Marketingland likes to draw lines. It has long liked to distinguish between so-called ‘above-the-line’ content and ‘below-the-line’ content. Not that real people in the real world saw a line run through their habits and days. ‘Above’ was big, expensive, and broadcast. ‘Below’ was more narrowcast, less communal. Or stuff we didn’t understand. Or much care for.

And to this marketers have added the distinction between the ‘online’ and the ‘offline’. Online was anything you did at a computer. Offline was anything that wasn’t constructed out of ones and zeros and networked.

Now however, when digital content is increasingly everywhere, being built into everything, when it’s being integrated into products and environments making them intelligent and responsive, when screens and access devices are portable and powerful, when we can upload and download anything anywhere all the time, the notion of there being ‘online’ and ‘offline’ behaviours and experiences evaporates completely. The distinction is meaningless.
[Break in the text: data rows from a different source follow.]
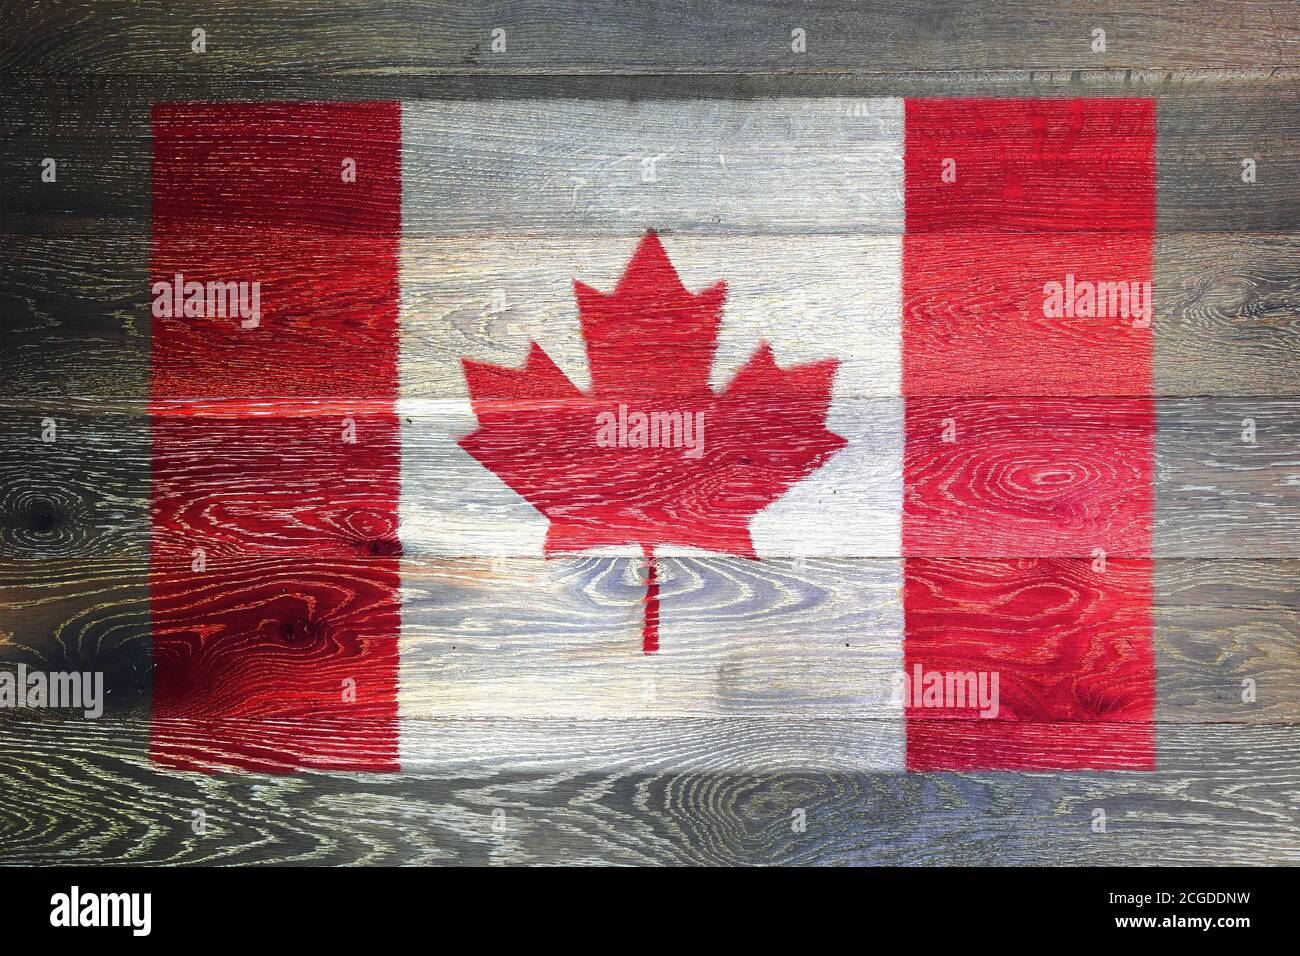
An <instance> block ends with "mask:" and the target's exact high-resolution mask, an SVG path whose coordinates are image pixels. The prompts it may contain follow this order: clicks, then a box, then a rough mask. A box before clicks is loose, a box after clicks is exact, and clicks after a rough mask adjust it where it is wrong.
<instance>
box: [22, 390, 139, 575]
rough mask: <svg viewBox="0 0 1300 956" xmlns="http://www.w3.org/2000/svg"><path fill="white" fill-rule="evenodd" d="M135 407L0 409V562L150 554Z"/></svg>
mask: <svg viewBox="0 0 1300 956" xmlns="http://www.w3.org/2000/svg"><path fill="white" fill-rule="evenodd" d="M142 411H143V405H134V406H120V407H117V408H113V407H105V406H103V405H98V403H87V402H65V401H49V402H48V403H42V402H36V403H32V405H23V406H4V407H0V462H3V463H4V464H3V466H0V557H3V558H61V557H75V555H86V554H114V555H136V557H143V555H147V554H148V514H149V511H148V507H149V506H148V497H149V447H151V444H149V421H148V419H147V416H144V415H142Z"/></svg>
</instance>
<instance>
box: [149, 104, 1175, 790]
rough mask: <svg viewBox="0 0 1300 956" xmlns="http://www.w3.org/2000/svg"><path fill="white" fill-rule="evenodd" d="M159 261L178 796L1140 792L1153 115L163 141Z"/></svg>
mask: <svg viewBox="0 0 1300 956" xmlns="http://www.w3.org/2000/svg"><path fill="white" fill-rule="evenodd" d="M828 116H829V117H831V120H829V121H828ZM152 215H153V281H155V286H153V293H155V306H153V308H155V313H153V315H155V319H153V341H152V351H153V551H152V591H153V611H152V613H153V654H155V687H153V741H152V744H153V756H155V758H156V760H157V761H160V762H162V763H166V765H172V766H182V767H212V766H226V765H233V766H242V767H256V769H273V770H286V769H294V767H316V769H350V770H395V769H399V767H400V766H403V765H420V763H422V762H425V761H447V760H455V758H456V756H458V754H467V753H469V752H472V750H474V749H480V750H481V749H484V748H487V749H493V748H495V750H497V752H499V754H500V758H502V760H513V761H516V762H517V763H519V765H521V766H525V765H528V763H529V761H530V760H533V758H534V757H537V756H538V754H541V753H546V754H549V756H555V754H567V756H568V758H571V760H573V761H588V760H590V761H601V760H608V761H614V760H638V761H642V762H643V763H646V765H658V766H662V765H664V763H675V765H685V763H698V765H701V766H715V765H716V763H715V761H716V760H720V758H722V757H723V756H724V754H725V753H727V752H728V749H732V748H738V749H745V748H754V747H763V748H768V749H770V750H771V760H774V761H776V762H785V763H790V765H794V766H800V765H810V766H820V765H823V763H827V765H836V766H840V765H846V766H852V767H855V769H885V770H888V769H914V770H944V769H956V770H962V769H1008V770H1024V769H1131V770H1140V769H1149V767H1152V766H1154V762H1156V745H1154V737H1153V710H1154V700H1156V675H1154V663H1153V652H1152V583H1151V553H1152V522H1153V512H1154V496H1153V442H1154V433H1156V416H1154V407H1153V397H1152V392H1153V386H1152V349H1153V323H1152V298H1151V293H1152V245H1153V232H1154V215H1156V193H1154V105H1153V103H1152V101H1149V100H1134V99H1095V100H969V99H967V100H907V101H904V100H897V99H880V100H867V101H861V100H855V101H845V100H836V99H797V98H788V99H750V100H745V99H735V100H655V101H641V103H628V101H621V100H529V101H519V100H513V101H507V100H499V101H493V100H486V101H472V103H469V101H465V103H459V101H438V103H411V104H400V105H399V104H390V103H329V104H220V105H212V104H168V105H159V107H156V108H155V111H153V213H152ZM681 722H694V723H693V726H694V727H697V728H698V727H701V726H702V727H705V728H706V736H707V737H708V740H710V741H711V743H710V744H708V748H712V749H711V750H708V748H706V749H705V750H701V749H699V748H698V747H697V745H695V744H692V745H690V747H688V745H685V744H684V743H681V741H680V737H675V731H673V728H675V727H681V726H684V724H682V723H681ZM774 728H775V731H774ZM774 740H775V741H777V743H774Z"/></svg>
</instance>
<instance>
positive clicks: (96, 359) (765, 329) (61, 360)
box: [0, 233, 1300, 399]
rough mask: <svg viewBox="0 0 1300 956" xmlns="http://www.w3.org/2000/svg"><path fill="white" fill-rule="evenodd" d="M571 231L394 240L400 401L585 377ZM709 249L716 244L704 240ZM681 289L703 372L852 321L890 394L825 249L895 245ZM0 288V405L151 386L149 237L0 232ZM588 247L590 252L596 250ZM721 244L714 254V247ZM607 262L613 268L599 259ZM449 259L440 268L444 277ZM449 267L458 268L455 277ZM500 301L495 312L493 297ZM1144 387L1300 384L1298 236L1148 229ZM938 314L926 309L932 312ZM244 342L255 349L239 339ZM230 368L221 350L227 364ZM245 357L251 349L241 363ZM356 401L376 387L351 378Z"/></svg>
mask: <svg viewBox="0 0 1300 956" xmlns="http://www.w3.org/2000/svg"><path fill="white" fill-rule="evenodd" d="M586 242H588V239H585V238H584V237H572V238H569V239H565V241H564V242H559V241H554V239H551V241H545V239H543V241H525V239H502V241H497V242H482V243H480V242H476V241H459V239H434V238H413V239H408V241H407V242H406V243H404V245H403V260H404V263H403V280H404V282H403V311H404V312H406V315H407V316H408V321H407V323H406V328H404V330H403V339H404V354H403V368H402V375H403V382H402V389H403V394H404V395H407V397H420V398H452V397H463V395H464V376H463V373H461V371H460V359H461V358H464V356H469V358H474V359H477V360H481V362H491V363H495V364H504V365H517V364H519V363H521V362H523V358H524V355H525V354H526V346H528V342H529V341H530V339H533V338H536V339H537V341H539V342H542V343H543V347H546V350H547V352H549V354H550V355H551V356H552V358H554V359H555V360H556V362H558V363H559V365H560V367H562V368H563V369H564V371H565V373H567V375H568V376H569V377H571V380H572V381H575V382H582V381H584V380H585V375H586V367H585V355H584V354H582V349H581V342H580V339H577V338H575V337H573V334H569V333H575V334H576V306H575V304H573V297H572V287H571V285H568V284H567V282H556V281H555V280H554V277H551V278H550V281H546V282H543V281H541V280H542V272H541V269H539V264H541V263H546V261H550V260H552V259H556V260H558V258H559V256H573V255H575V252H573V250H575V248H576V247H581V246H584V245H585V243H586ZM715 242H720V245H719V246H718V247H714V243H715ZM669 243H672V247H673V248H679V247H680V248H681V250H682V251H684V254H685V255H684V256H681V263H680V265H681V269H682V276H684V281H686V284H688V287H695V285H698V284H699V281H703V280H706V278H707V281H714V280H716V278H722V277H727V278H728V281H729V286H731V299H729V302H731V304H729V306H728V308H727V311H725V317H728V319H731V317H735V319H737V320H738V319H744V320H745V325H744V326H738V325H733V324H731V323H727V324H724V328H723V339H722V342H720V355H719V364H718V365H716V368H715V380H720V378H722V377H724V376H725V372H727V371H728V369H729V368H733V367H736V365H737V364H738V363H740V362H741V360H744V359H745V358H748V355H749V349H750V346H751V342H750V341H749V339H757V338H759V337H767V338H768V341H772V342H776V343H779V345H780V347H781V354H780V355H779V356H777V358H779V359H780V360H781V362H788V360H789V359H787V358H785V355H787V354H789V355H790V356H792V358H793V359H798V360H810V359H815V358H822V356H823V354H822V352H816V354H814V352H813V351H811V341H810V338H811V336H813V333H814V332H816V333H819V334H818V336H816V337H818V338H824V337H826V333H827V332H828V330H831V329H833V328H835V323H837V321H852V324H853V329H852V330H853V334H852V336H841V339H842V342H841V343H840V347H839V349H837V350H836V352H835V354H836V356H837V358H840V360H841V368H840V371H839V372H837V376H836V378H837V386H839V388H840V390H841V392H846V394H855V395H870V394H879V395H884V394H897V381H898V359H897V324H896V319H894V316H896V315H897V312H893V313H891V312H889V310H891V302H894V308H896V307H897V295H898V293H897V286H894V287H893V289H891V287H888V284H887V282H884V281H883V277H880V276H876V273H875V272H874V271H867V272H863V273H861V274H859V276H858V277H857V278H855V280H850V278H846V277H840V276H839V274H836V273H835V272H833V271H832V269H831V267H829V265H828V263H833V261H836V259H837V258H839V256H848V258H849V260H859V259H861V260H862V261H863V263H866V261H872V260H878V259H879V256H884V255H888V248H889V246H891V245H897V238H896V237H878V238H874V239H872V238H858V239H854V238H848V237H809V238H807V239H805V243H810V245H811V247H813V248H814V250H815V255H811V256H809V258H806V259H803V260H800V261H797V263H783V269H785V268H787V267H790V265H793V267H796V268H794V276H797V277H798V278H796V280H793V286H788V285H787V284H784V282H783V284H776V282H775V281H774V280H772V269H771V264H770V263H767V261H766V260H764V259H763V258H762V255H761V250H762V248H764V247H766V245H764V239H762V238H761V237H725V238H723V239H716V241H715V239H708V238H699V239H692V238H688V237H679V238H676V239H669ZM625 245H628V243H625V242H615V243H610V242H606V241H591V242H590V248H591V250H593V252H591V255H593V256H595V255H598V258H595V259H591V260H590V267H586V268H580V269H578V273H580V274H581V276H584V277H586V278H588V280H589V281H591V282H594V284H597V285H599V284H601V282H602V281H604V282H607V281H608V276H607V274H606V273H607V272H610V273H614V272H616V268H617V265H621V264H623V263H619V264H617V265H615V264H612V260H614V259H619V258H620V256H621V255H623V252H624V250H623V246H625ZM0 250H3V252H4V256H3V258H4V261H5V264H6V265H5V268H6V269H8V271H9V272H8V273H6V280H8V281H6V282H5V284H4V286H3V287H0V297H3V298H4V306H3V308H0V323H4V343H5V349H6V355H5V376H4V377H3V378H0V395H3V397H4V398H10V399H12V398H35V397H86V398H134V399H140V398H146V397H147V394H148V372H149V364H148V355H149V321H151V320H149V295H148V284H147V278H148V273H147V269H148V254H149V251H148V250H149V245H148V239H147V238H144V237H143V235H142V237H138V238H109V237H34V235H27V237H18V235H8V237H0ZM595 250H602V251H601V252H599V254H597V252H595ZM724 252H725V255H723V254H724ZM606 260H610V264H606V265H603V267H602V265H601V263H603V261H606ZM446 269H455V272H452V273H446V272H442V271H446ZM448 274H455V276H458V277H463V281H458V282H452V281H450V280H448V278H447V276H448ZM498 289H499V290H503V291H504V293H506V308H504V311H498V310H494V307H493V294H494V291H495V290H498ZM1154 299H1156V317H1154V326H1156V385H1154V388H1156V394H1160V395H1205V394H1231V395H1286V394H1292V393H1294V392H1295V390H1296V389H1297V386H1300V369H1297V364H1296V362H1295V358H1294V356H1295V351H1296V349H1300V324H1297V323H1300V238H1296V235H1294V234H1282V233H1275V234H1256V235H1243V234H1223V233H1188V234H1182V233H1179V234H1170V235H1160V237H1157V239H1156V287H1154ZM941 320H943V315H941V313H940V315H937V316H936V321H941ZM250 351H252V350H251V349H250ZM230 358H231V360H233V359H234V356H230ZM250 360H252V356H250ZM352 390H354V392H357V393H359V394H357V395H356V397H357V398H369V397H373V395H370V394H369V390H368V389H364V388H355V389H352Z"/></svg>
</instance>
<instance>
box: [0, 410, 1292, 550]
mask: <svg viewBox="0 0 1300 956" xmlns="http://www.w3.org/2000/svg"><path fill="white" fill-rule="evenodd" d="M1113 401H1115V402H1122V401H1125V399H1113ZM1036 403H1037V402H1036ZM1102 405H1105V403H1102ZM840 406H842V408H841V410H840V411H836V412H835V415H833V416H832V423H831V424H832V428H836V429H837V431H839V433H841V434H845V433H848V434H852V436H853V437H855V438H857V441H855V442H854V445H852V446H850V447H849V449H845V453H844V457H842V458H840V459H839V462H836V460H835V459H832V463H831V464H828V466H827V467H826V468H823V470H822V471H824V472H827V473H828V475H829V479H828V484H827V483H823V484H824V485H826V486H824V488H823V486H822V485H820V484H818V479H816V476H814V477H813V479H810V480H809V481H806V483H803V484H807V485H809V486H807V489H800V493H794V492H792V493H790V494H789V496H787V498H785V499H783V501H781V502H780V503H779V505H777V506H775V507H774V510H772V515H771V518H766V516H761V518H759V519H758V540H759V541H761V542H762V551H761V553H763V554H767V555H770V557H771V555H783V554H784V555H801V554H803V555H807V554H835V555H841V557H897V554H898V553H900V545H898V540H897V511H898V498H897V483H898V481H900V480H901V468H902V463H901V458H900V454H901V447H900V444H898V436H900V431H898V428H900V424H898V423H901V420H902V411H901V399H885V398H875V399H871V398H867V399H850V401H846V402H842V403H840ZM978 407H979V403H975V405H970V403H969V402H967V403H966V405H963V408H965V411H963V412H962V414H963V415H965V414H979V412H978ZM1062 407H1065V406H1062ZM1099 407H1100V406H1099ZM1156 408H1157V431H1156V460H1154V466H1156V467H1154V489H1156V514H1154V554H1156V557H1160V558H1180V557H1204V558H1255V557H1274V558H1295V557H1300V524H1297V522H1296V509H1297V507H1300V401H1292V399H1278V398H1271V399H1270V398H1253V399H1213V398H1162V399H1158V401H1157V402H1156ZM972 410H974V411H972ZM328 414H331V415H341V411H339V410H338V407H333V408H330V410H329V412H328ZM400 416H402V428H403V441H404V446H403V475H404V481H406V485H407V488H408V489H409V494H408V498H407V503H406V505H404V506H403V519H404V524H403V528H402V531H400V535H402V538H403V546H404V548H406V551H407V554H409V555H412V557H419V555H439V554H443V555H460V554H465V555H473V554H486V555H510V554H523V555H526V554H539V551H541V535H542V533H543V529H545V519H543V518H542V516H541V515H539V514H538V512H537V511H536V510H534V509H532V506H529V505H528V503H526V502H524V501H523V499H521V498H519V496H516V494H515V493H513V492H511V490H510V489H508V488H506V486H504V485H503V484H500V483H499V480H498V479H495V477H494V476H493V475H491V473H490V472H487V471H486V470H485V468H484V467H482V466H481V464H480V463H478V462H476V460H474V459H472V458H471V457H469V455H467V454H465V453H464V451H463V450H461V449H460V447H459V446H456V445H455V442H454V438H455V437H459V436H461V434H465V433H468V432H469V431H471V429H472V428H473V424H474V420H473V416H472V414H471V412H469V410H468V407H467V406H465V405H463V403H445V402H407V403H403V407H402V410H400ZM47 418H48V419H52V420H53V421H55V423H56V428H57V429H59V433H60V434H61V436H62V437H61V438H60V440H59V441H55V442H42V441H40V440H39V438H40V432H42V421H43V420H44V419H47ZM363 418H364V416H363ZM1248 419H1249V420H1253V421H1255V429H1256V434H1255V442H1253V444H1251V442H1248V441H1244V440H1243V428H1244V425H1243V423H1245V421H1247V420H1248ZM1100 420H1101V419H1099V421H1100ZM0 424H3V427H4V429H5V431H4V433H5V434H6V436H8V437H6V441H4V442H3V444H0V489H3V497H0V509H3V510H0V514H3V515H4V518H3V522H0V553H3V555H5V557H14V558H35V557H81V555H117V554H144V553H146V550H147V548H148V542H149V533H151V532H149V527H148V523H147V522H146V520H144V515H146V514H148V511H147V509H148V496H149V486H148V475H149V464H151V460H149V459H151V444H149V440H148V427H147V423H146V420H144V406H143V405H142V403H121V405H118V406H114V407H113V410H112V411H99V410H98V408H96V407H95V406H90V405H87V403H75V402H74V403H66V402H55V401H47V402H34V403H22V405H8V406H4V410H3V415H0ZM188 434H190V437H188V438H187V441H188V442H191V445H192V449H194V454H200V453H203V454H207V453H211V454H216V455H218V457H220V454H221V449H220V447H218V445H220V442H221V441H222V433H220V432H214V431H212V429H201V428H198V427H195V428H192V429H191V431H190V433H188ZM364 436H365V429H364V428H361V429H360V432H359V440H360V441H364ZM1036 441H1037V442H1040V444H1041V442H1048V444H1050V436H1048V434H1039V437H1037V438H1035V437H1034V434H1031V433H1026V434H1024V437H1023V442H1028V445H1022V444H1021V442H1022V438H1017V440H1015V442H1013V444H1010V445H1009V446H1008V447H1010V449H1011V450H1013V451H1014V450H1015V449H1019V447H1030V446H1031V445H1032V444H1034V442H1036ZM170 447H172V449H174V454H175V455H182V457H183V455H185V454H186V451H185V449H186V446H185V445H183V444H181V442H179V440H177V444H174V445H170ZM1096 454H1101V451H1100V450H1097V451H1096ZM240 455H243V457H244V458H243V459H240V460H247V463H248V468H247V472H248V475H252V476H255V475H256V473H257V472H259V470H257V468H256V467H253V466H256V463H257V460H259V457H260V458H263V459H265V462H266V467H270V464H272V463H273V462H274V460H278V457H279V455H281V449H278V447H277V446H276V445H274V444H273V442H268V444H266V445H264V446H250V447H240ZM177 460H179V459H177ZM828 470H833V471H828ZM1079 473H1080V475H1084V476H1086V475H1087V473H1089V470H1088V467H1087V462H1083V463H1082V464H1080V472H1079ZM247 480H248V481H250V483H252V484H251V485H248V486H247V488H243V486H242V485H240V483H239V481H238V479H237V477H234V476H233V477H231V479H230V481H231V484H225V485H224V486H222V489H221V493H235V494H242V493H244V492H247V493H248V494H253V497H256V498H264V499H265V503H264V514H265V515H270V516H273V515H277V514H279V512H281V511H283V509H291V507H292V501H291V492H292V481H294V479H292V476H286V477H285V479H283V481H285V484H283V486H282V488H278V489H277V494H276V496H274V497H269V498H268V497H266V496H263V494H261V492H260V490H259V488H260V486H259V485H257V480H256V477H250V479H247ZM302 480H303V481H304V485H303V488H304V489H307V488H315V485H311V484H309V479H307V477H303V479H302ZM341 480H347V476H341ZM357 480H360V479H357ZM1080 480H1086V477H1080ZM832 490H835V494H833V496H832ZM217 492H218V489H216V488H213V489H212V494H213V496H216V494H217ZM1091 493H1092V494H1093V497H1095V498H1096V501H1095V502H1093V506H1091V507H1092V510H1091V511H1089V514H1091V515H1092V516H1091V518H1089V519H1088V522H1089V524H1088V527H1089V528H1092V529H1093V531H1095V532H1096V533H1097V535H1101V533H1104V532H1105V529H1106V528H1108V522H1109V520H1110V518H1109V515H1110V514H1112V511H1110V510H1109V509H1112V506H1114V505H1115V502H1110V503H1109V505H1108V499H1106V498H1105V496H1104V494H1101V492H1100V490H1097V489H1093V492H1091ZM166 494H168V496H170V497H165V498H164V505H168V506H181V505H185V507H186V511H187V514H188V515H190V519H191V520H192V519H196V518H201V519H203V523H200V524H199V525H196V527H195V528H187V529H186V531H185V536H183V541H185V542H186V545H187V546H186V551H188V548H190V546H194V545H192V542H191V538H192V537H195V536H199V537H201V536H203V535H204V533H205V531H204V528H207V529H208V531H207V533H212V535H216V533H217V532H222V527H221V524H220V523H221V522H222V520H234V519H233V518H231V516H230V515H227V514H224V512H221V511H211V510H205V509H203V507H201V502H196V501H192V499H188V498H185V499H183V501H182V499H181V498H175V499H174V501H172V498H174V497H175V496H174V494H173V493H170V492H168V493H166ZM832 497H833V501H832ZM213 501H216V498H213ZM281 519H282V520H283V522H286V523H287V524H290V525H291V524H292V523H294V519H292V516H291V514H290V512H287V511H286V512H285V514H282V515H281ZM212 522H216V524H212ZM845 522H848V524H845ZM209 525H211V527H209ZM225 531H231V528H225ZM850 531H852V532H853V533H852V535H850ZM342 533H343V532H342V531H341V532H339V535H342ZM224 537H225V536H224V535H216V538H214V540H213V541H212V546H213V550H214V553H217V554H220V553H224V551H230V548H231V546H230V545H229V542H227V541H226V540H222V538H224ZM849 537H853V540H848V538H849ZM1063 540H1065V541H1066V544H1063V545H1061V546H1060V548H1058V546H1053V548H1052V549H1050V551H1049V553H1047V554H1035V555H1028V557H1050V554H1079V555H1087V554H1088V553H1091V545H1089V546H1088V548H1083V546H1082V544H1079V541H1080V538H1079V537H1078V535H1075V536H1074V537H1071V538H1067V540H1066V538H1063ZM992 541H993V540H992V538H991V542H992ZM1069 541H1073V542H1074V544H1069ZM266 544H268V545H269V548H270V550H269V551H268V553H285V554H289V553H294V549H295V546H294V545H292V542H291V541H289V542H285V541H277V540H276V538H274V537H272V538H269V540H268V542H266ZM335 544H337V545H338V546H339V548H343V549H355V548H356V546H359V544H357V541H355V540H352V538H350V537H339V540H338V541H337V542H335ZM1080 548H1082V550H1080ZM989 549H991V550H989V551H988V553H989V555H991V557H1010V555H1009V546H1008V545H1006V544H1005V542H1001V544H996V542H995V544H989Z"/></svg>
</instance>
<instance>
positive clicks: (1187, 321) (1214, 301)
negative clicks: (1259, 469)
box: [1154, 233, 1300, 395]
mask: <svg viewBox="0 0 1300 956" xmlns="http://www.w3.org/2000/svg"><path fill="white" fill-rule="evenodd" d="M1154 259H1156V278H1154V297H1156V388H1154V392H1156V394H1157V395H1206V394H1213V395H1294V394H1297V393H1300V363H1297V362H1296V354H1297V350H1300V239H1296V238H1295V235H1294V234H1291V235H1264V234H1258V235H1240V234H1232V235H1225V234H1212V235H1206V234H1191V233H1188V234H1177V235H1169V234H1162V235H1158V237H1157V238H1156V252H1154Z"/></svg>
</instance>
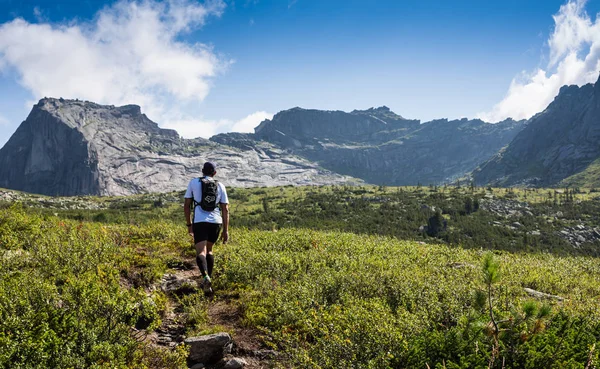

Increasingly, we are always on. ‘Online’ is no longer a destination, a place that we visit. There is no “-line” of any kind. The dyke separating the digital sea from our environments and lives has collapsed. Digital is no longer a separate place but is being woven through the very fabric of our everyday existence. Wherever you are is where digital is. Digital is a river running through us.

WE are what’s digital.

So hurrah for the end of the divide, of the line, of digital. They were silly distinctions that got in the way of seeing clearly the only thing that matters. People. And what we make for them. The end of the “-line” refocuses us, finally, on creating satisfaction, delight, value, surprise, and awe in the lives of consumers. Now let’s just get on with creating awesomeness.

2 comments

  1. James Sherrett

    Helge Tennø reminded me of this quote from Kevin Kelly recently:
    “If we think about the dependency we have on this other technology, called the alphabet, and writing, we are totally dependent, it’s transformed culture. We cannot imagine ourselves without the alphabet and writing. And so in the same way we are going to imagine ourselves without this other machine being there.”
    This is digital — the other machine we have created, as much a part of us as culture or the alphabet.
    Source: http://www.180360720.no/index.php/archive/what-is-mobile/

  2. Martin

    Nice reference, thanks… a good reminder that digital is now becoming just an expression of us, rather than a place that is separate.